Why replication? A story of single-leader / master-slave / active-passive replication in distributed systems.

Introduction

This article is also available on YouTube:

Replication in distributed systems occurs when each piece of data has more than one copy and each copy is located on a separate node.

There are a few reasons to adopt replication:

  • To achieve the data redundancy and therefore allow a system to continue working in case of some nodes go down
  • To get the data geographically as close to end users as possible
  • To increase the reading throughput and reduce read latencies by increasing the number of storage nodes horizontally
Scenario #1: Data redundancy
Scenario #2: Geo co-location
Scenario #3: Reducing read latency

At a glance, the implementation of replication looks fairly simple: just distribute the same data across a few nodes and harvest the advantages. That would be true if the data wouldn’t change once it was written.
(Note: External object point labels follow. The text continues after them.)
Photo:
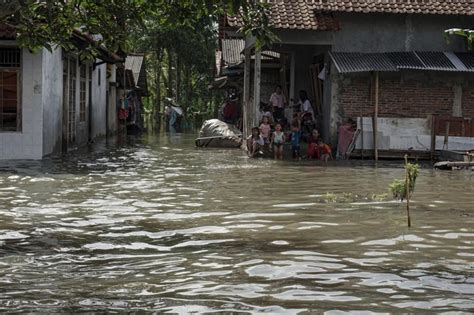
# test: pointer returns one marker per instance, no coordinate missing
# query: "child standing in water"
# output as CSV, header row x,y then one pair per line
x,y
295,141
255,143
265,129
324,151
278,140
Any data in real systems has a tendency to evolve with time, and frequently the same data can be updated simultaneously. There are some significant challenges with updates because replicas are spread across several nodes connected by a network.

There are several compromises and restrictions in replication. The most often asked issues concern handling of failed replicas, synchronous and asynchronous replication, handling of conflicts, and other topics. Since some of the problems are also widespread, I prefer to make comparisons with concurrency in conventional programming languages.

Today, we’ll examine single-leader, the most used replication technique.

Leaders and followers

Typically, distributed systems cannot be viewed as a single entity and are frequently seen from the perspective of a cluster. A cluster is a group of nodes that do some work together. There are different roles in a cluster, and nodes are not even in terms of their responsibilities.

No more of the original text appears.